Cloudwalk: Reduce, Reuse, Recycle the Skyway. It's good for Canal District, Cobblestone District, and DL&W
February 10, 2021
The New York State Department of Transportation’s Skyway environmental review process is being steered to a pre-determined outcome featuring a new inland limited-access highway with three interchanges, a de facto additional two lanes of the Thruway, and a total scraping away of 3.3-miles auto-free infrastructure, whether that is necessary or desired. What started as a good idea by Governor Cuomo in 2018—how to undo the urban damage inflicted on Buffalo by an obsolete state highway —has morphed into a $600,000,000 Trojan Horse.
Download Cloudwalk - DL&W folio
We need a reset while it can still happen, as the environmental review process moves from scoping to draft stage. For starters, if a decision is made to abandon the Skyway for vehicular use and to deconstruct the damaging parts (the 3,300-foot viaduct north of the Buffalo River and its massive Thruway interchange), there is no legitimacy in removal of the urbanistically useful parts of it (14,000 feet, from the north bank of the river to Buffalo Harbor State Park). Parts that were just rebuilt at a cost of almost $90,000,000 in 2010.
The poster child of that reset—a reset of the very idea of expressways in the hearts of our cities— must be the conversion of the former Skyway, after deconstruction of the north viaduct, to a Cloudwalk connecting the historic DL&W train shed and Central Wharf to the Outer Harbor.
This public-works project can continue to do public work by serving other transportation modes, i.e., walking, bicycling, even skiing in winter. And, oh, there is that 50-mile view across the lake. And the views of the city. And the views of the unique cultural landscape of the grain elevators along the Buffalo River and City Ship Canal. And a direct, safe route for potentially millions of users per year from downtown to the Outer Harbor.

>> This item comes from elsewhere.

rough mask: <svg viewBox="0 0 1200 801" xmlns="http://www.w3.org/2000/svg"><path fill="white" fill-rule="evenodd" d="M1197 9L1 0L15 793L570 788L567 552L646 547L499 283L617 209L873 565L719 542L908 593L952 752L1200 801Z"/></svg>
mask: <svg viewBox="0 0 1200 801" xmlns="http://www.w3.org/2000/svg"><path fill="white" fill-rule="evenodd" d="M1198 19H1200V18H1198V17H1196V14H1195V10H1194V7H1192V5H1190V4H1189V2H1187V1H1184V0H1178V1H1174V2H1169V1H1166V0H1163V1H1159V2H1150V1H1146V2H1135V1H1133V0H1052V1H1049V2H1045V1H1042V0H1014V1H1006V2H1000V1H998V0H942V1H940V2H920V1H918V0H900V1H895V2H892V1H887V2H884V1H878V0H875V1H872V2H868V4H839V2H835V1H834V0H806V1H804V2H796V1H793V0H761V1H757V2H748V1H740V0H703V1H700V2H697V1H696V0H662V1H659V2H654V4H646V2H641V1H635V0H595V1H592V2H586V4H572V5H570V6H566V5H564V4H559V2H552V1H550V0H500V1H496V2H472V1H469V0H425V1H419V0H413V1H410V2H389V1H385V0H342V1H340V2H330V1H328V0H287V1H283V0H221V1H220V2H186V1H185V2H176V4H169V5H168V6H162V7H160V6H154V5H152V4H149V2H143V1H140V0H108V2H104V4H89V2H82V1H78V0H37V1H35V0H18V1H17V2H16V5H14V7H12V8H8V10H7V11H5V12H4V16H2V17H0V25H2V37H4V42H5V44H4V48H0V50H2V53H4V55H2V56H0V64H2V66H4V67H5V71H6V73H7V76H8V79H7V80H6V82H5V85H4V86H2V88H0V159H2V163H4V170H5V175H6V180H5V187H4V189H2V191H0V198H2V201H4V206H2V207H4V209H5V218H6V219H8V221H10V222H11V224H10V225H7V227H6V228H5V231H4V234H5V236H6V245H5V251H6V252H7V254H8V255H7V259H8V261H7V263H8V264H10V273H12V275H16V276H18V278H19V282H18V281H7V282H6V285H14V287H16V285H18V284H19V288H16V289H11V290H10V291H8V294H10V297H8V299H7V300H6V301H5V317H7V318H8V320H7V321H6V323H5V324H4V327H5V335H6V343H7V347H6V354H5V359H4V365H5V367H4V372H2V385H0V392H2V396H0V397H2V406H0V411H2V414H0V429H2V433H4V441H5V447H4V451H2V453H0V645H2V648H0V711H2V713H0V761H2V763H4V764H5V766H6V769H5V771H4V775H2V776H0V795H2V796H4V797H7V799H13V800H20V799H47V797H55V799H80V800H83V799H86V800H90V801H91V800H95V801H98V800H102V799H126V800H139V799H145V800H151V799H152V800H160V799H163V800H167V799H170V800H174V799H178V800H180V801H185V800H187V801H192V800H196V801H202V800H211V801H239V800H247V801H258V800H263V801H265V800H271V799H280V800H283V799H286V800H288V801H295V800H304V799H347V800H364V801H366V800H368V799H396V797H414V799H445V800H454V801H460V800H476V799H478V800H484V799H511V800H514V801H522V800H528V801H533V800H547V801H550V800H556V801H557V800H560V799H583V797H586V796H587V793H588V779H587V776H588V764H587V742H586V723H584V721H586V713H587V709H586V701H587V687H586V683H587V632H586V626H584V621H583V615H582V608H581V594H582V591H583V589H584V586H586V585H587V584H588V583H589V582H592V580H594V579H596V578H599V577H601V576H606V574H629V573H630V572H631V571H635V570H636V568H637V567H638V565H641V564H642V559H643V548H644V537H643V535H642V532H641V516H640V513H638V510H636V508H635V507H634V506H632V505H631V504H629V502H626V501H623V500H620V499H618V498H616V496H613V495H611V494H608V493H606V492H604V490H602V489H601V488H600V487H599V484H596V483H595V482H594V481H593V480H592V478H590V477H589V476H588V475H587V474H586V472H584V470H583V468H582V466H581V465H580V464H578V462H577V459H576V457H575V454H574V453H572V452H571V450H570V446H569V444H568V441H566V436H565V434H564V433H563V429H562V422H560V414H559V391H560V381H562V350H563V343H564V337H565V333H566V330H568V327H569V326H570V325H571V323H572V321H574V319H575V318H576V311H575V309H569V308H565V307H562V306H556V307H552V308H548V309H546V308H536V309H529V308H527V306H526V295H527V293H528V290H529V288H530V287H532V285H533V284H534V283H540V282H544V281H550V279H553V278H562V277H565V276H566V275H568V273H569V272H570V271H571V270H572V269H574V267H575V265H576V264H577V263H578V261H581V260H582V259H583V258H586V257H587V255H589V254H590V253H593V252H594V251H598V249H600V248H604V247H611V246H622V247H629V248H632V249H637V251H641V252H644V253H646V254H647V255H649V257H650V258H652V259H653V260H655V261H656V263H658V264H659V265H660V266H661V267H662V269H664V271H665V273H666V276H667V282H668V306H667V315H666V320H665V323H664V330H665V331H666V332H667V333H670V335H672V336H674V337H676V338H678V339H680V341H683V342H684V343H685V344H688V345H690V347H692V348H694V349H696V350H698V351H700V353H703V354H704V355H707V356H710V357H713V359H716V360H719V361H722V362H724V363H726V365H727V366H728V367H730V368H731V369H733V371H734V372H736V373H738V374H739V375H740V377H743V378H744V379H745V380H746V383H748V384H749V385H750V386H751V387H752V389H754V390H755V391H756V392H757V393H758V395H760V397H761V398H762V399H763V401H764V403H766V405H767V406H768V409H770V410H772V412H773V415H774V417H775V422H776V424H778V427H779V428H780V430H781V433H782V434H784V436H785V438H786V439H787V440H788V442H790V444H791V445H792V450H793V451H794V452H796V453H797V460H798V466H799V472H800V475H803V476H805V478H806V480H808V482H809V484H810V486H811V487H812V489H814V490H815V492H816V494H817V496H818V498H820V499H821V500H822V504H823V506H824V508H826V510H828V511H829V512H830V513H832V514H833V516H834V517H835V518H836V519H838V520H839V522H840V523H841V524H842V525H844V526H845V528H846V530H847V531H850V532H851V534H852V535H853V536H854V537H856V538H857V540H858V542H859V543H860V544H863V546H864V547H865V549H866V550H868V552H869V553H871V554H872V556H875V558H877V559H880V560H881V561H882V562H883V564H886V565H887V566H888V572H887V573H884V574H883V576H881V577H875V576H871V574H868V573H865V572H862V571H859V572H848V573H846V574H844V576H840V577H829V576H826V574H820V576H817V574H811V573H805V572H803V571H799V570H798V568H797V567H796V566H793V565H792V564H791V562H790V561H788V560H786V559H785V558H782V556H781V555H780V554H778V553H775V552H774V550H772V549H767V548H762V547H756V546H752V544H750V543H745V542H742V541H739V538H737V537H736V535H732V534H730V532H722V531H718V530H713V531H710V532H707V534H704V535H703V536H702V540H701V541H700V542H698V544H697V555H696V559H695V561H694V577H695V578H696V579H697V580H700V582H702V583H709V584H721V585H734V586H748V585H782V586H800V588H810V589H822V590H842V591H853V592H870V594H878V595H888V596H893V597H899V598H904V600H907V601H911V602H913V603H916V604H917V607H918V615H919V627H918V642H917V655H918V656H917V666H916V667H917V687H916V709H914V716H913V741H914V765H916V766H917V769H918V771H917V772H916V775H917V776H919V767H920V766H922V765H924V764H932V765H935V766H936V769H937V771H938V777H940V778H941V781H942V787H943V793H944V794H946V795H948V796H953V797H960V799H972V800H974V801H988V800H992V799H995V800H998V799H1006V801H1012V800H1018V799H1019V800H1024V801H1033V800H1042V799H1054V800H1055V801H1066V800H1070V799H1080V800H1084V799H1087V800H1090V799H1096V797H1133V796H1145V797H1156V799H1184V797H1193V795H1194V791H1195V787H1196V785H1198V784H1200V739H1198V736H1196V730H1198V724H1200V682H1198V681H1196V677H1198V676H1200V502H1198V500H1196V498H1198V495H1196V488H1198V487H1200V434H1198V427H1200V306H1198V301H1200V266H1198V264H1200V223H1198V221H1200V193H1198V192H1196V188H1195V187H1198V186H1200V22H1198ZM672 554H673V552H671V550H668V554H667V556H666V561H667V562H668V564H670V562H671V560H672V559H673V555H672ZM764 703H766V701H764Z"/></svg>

The Campaign contends that, once abandoned to vehicular traffic, removing the entire complex serves no transportation function and therefore there is no legitimacy for that action. Rather, removing the crossings and viaduct over the river and to Buffalo Harbor State Park prevents this expensive public work from serving other transportation modes, i.e., walking, bicycling, even skiing in winter.
“It is inexplicable from a transportation perspective that the primary goal of the DOT project is not transportation, but to ‘disappear’ all parts of the Skyway,” says Tim Tielman, Executive Director of The Campaign. “While there may be reasons to abandon it for vehiclular use, there is no argument to remove all the urbanistically useful parts of it along with the urbanistically damaging parts of it.”
Removing the northern approach, which prevents rebuilding the Canal District and whose massive interchange with the Thruway has cast a pall on all links between downton and the water for decades, is a good thing. It would free up over 12 acres of valuable land that could be restored to its historic purpose.
The crossing over the Buffalo River itself, however, and the southern approach (a viaduct and mile-long earthen embankment), can play a vital role in transportation and economic development and do it in a way that gives the city a new icon. Deconstructing the northern section while adapting the southern section for pedestrians and bikers would be a transportation and recreational asset for the millions of people who, even now, visit that area.
The Campaign fears that, if DOT gets its way, Buffalo will end up with a Trojan Horse, bringing ever more traffic, ever faster, to new and expanded limited-access highways, at a cost of $600,000,000, when the project could create new attractions, opportunities, and leverage other state projects instead.
Richard Lippes, attorney and Campaign Board member, says "This is a reasonable alternative to simply scraping away three miles of potentially transformational infrastructure built and rebuilt at great public expense. All reasonable alternatives must be considered under State and National environmental law, and we certainly will take whatever action necessary to assure that DOT and the public has this alternative to consider"
DOT owes a lot more to Buffalo than merely removing damaging pieces of infrastructure. It also must help rebuild the neighborhoods its highway policies destroyed, and their capacity for sustaining urban life. That’s something the Campaign will take up soon. Right now, Priority One is to save the infrastructure for a Cloudwalk.
“We should be thinking of Universal Access, and of ways to reduce traffic on the Thruway by looking at other modes and routes. We should be redistributing some of it along the local business routes that played such an important role in the Old First Ward,” says Tielman.